TPH Advisory Highlights

TPH has advised on more than $175 billion of advisory engagements in the upstream, infrastructure, and oilfield service energy sectors and participated in over $75 billion of capital markets transactions across those sectors, with a particular focus on initial public offerings.
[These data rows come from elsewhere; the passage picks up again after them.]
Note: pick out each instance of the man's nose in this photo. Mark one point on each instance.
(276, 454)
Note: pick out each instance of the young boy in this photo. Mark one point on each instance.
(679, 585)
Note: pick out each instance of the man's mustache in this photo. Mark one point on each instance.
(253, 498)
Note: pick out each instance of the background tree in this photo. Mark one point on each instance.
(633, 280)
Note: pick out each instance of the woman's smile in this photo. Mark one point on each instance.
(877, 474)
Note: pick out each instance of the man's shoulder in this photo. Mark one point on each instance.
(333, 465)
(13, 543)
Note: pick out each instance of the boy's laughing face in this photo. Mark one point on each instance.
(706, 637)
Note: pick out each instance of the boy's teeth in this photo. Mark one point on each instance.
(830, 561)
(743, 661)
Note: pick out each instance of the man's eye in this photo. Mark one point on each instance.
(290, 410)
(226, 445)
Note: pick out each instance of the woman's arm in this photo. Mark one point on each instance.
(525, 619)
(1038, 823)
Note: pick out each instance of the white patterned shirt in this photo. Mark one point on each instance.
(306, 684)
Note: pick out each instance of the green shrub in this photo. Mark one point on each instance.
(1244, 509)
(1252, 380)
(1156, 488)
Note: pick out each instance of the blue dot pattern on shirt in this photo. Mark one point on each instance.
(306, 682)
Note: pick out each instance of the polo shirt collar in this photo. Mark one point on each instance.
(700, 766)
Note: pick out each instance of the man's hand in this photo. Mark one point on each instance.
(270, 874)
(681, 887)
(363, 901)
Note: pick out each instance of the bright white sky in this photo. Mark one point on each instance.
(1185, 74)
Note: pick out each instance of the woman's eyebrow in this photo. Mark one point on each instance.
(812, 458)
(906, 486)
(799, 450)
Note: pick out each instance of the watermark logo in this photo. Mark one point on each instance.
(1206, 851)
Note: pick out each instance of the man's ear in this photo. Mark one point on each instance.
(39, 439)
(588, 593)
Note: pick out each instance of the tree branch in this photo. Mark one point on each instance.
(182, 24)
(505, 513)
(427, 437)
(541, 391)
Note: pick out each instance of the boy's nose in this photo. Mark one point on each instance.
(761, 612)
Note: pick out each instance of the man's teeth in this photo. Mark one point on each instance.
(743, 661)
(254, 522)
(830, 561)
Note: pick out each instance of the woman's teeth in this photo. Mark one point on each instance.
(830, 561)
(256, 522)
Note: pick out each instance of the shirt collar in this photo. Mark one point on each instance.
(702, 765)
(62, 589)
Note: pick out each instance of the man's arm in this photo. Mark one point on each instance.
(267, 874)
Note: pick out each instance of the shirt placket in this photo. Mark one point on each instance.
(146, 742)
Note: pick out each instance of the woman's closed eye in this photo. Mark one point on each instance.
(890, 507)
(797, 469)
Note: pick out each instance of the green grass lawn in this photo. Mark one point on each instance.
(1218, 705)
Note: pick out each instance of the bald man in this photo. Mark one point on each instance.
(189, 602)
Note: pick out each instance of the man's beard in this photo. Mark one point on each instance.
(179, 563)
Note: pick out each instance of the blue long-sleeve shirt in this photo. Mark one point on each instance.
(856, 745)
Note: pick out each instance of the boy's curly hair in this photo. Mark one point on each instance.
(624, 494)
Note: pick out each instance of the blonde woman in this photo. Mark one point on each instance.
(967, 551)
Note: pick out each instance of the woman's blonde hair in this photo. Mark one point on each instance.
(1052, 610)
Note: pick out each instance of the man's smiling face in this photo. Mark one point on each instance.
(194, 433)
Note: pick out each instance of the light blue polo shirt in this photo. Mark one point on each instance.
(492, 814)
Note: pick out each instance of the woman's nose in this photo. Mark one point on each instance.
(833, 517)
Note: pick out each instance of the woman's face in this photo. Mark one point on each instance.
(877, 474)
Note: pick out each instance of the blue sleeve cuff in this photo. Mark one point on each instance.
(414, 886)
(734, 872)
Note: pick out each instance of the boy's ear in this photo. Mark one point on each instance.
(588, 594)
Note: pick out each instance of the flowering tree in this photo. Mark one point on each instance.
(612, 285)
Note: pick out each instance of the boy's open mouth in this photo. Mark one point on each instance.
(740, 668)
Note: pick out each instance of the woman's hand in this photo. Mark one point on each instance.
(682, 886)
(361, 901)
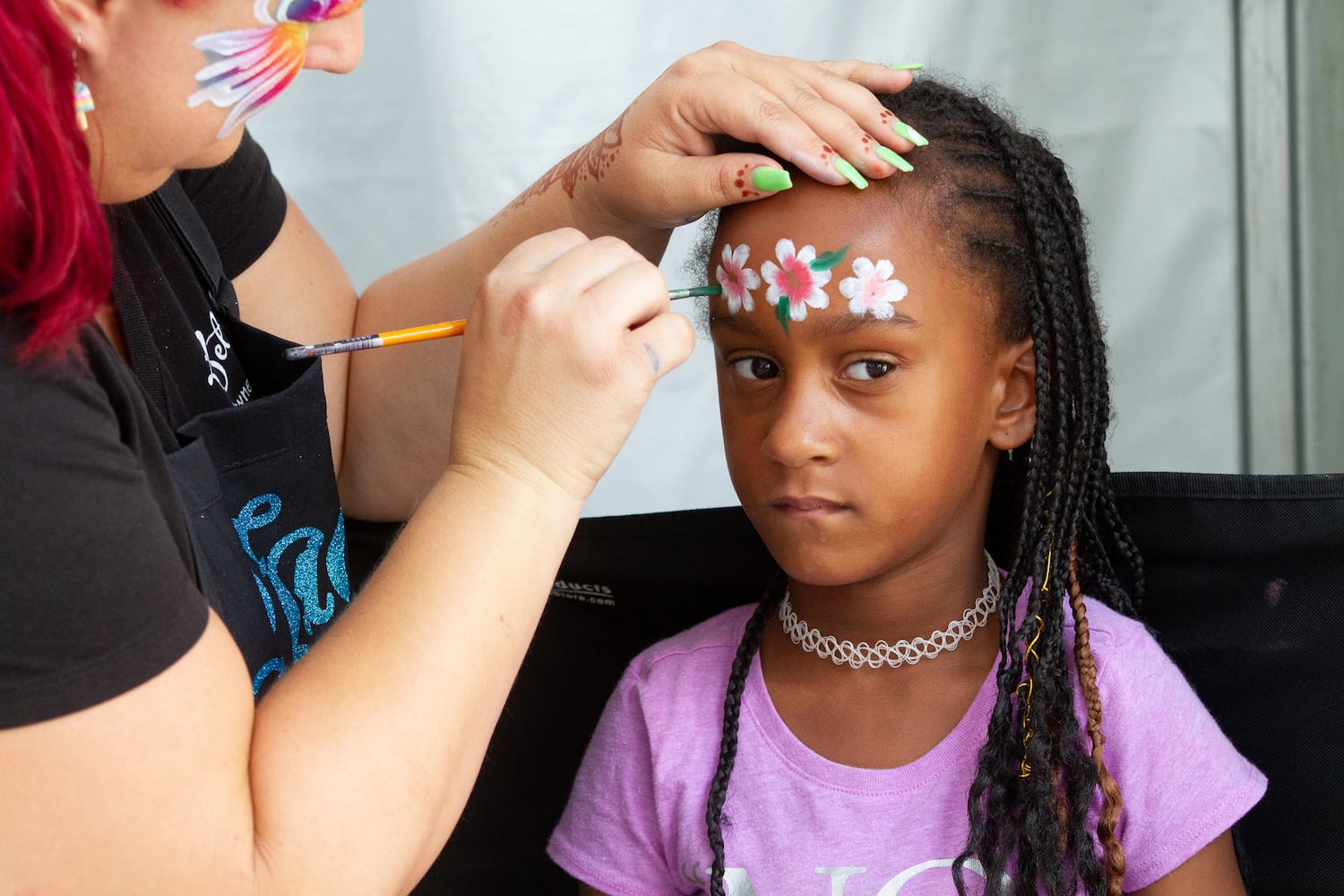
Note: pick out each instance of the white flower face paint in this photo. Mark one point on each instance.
(737, 279)
(871, 289)
(797, 282)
Some of the firm’s notable successes include:

  • Clear leadership in lower 48 resource-focused transactions:
    • Over 40 deals in the Permian Basin totaling approximately $40 billion, including Encana’s $7.1 billion purchase of Athlon
    • Breakout thought and transaction leadership in the newly emerging Delaware Basin, including WPX’s $2.75 billion acquisition of RKI and the recent sale of Centennial for $1.575 billion
    • A dominant Bakken effort – 13 deals totaling approximately $18 billion, including Statoil’s $4.7 billion purchase of Brigham
    • Highly active Uinta, Powder River and DJ basins effort spearheaded through the firm’s Denver office, including Noble’s recent $550 million DJ divestiture
    • A clear focus on greater Appalachia, Eagle Ford, and the Mid-Continent with 31 transactions totaling $25.2 billion, including Felix’s $1.9 billion sale to Devon
  • 90 corporate M&A deals including, in the utility space, Cleco’s sale to a private equity consortium led by Macquarie and, in oilfield services, the merger of C&J Energy Services with Nabors Completion and Production Business
  • Leading special committee practice, including the recent Plains All American Pipeline MLP simplification transaction for $7.2 billion, and El Paso Pipeline Partners’ $10.8 billion sale to Kinder Morgan
  • A well-regarded capital markets team involved in 162 underwritings raising more than $75 billion in proceeds, including Extraction Oil & Gas’s IPO and RSP Permian’s follow-on offering to support the acquisition of Silver Hill
  • A dominant player in cross-border energy joint ventures with key roles in many of the more prominent transactions, including CNOOC/Chesapeake and Sinochem/Pioneer
  • A newly established 10 person office in Calgary

Weil, Gotshal & Manges LLP and Vinson & Elkins LLP provided legal counsel to PWP and TPH, respectively.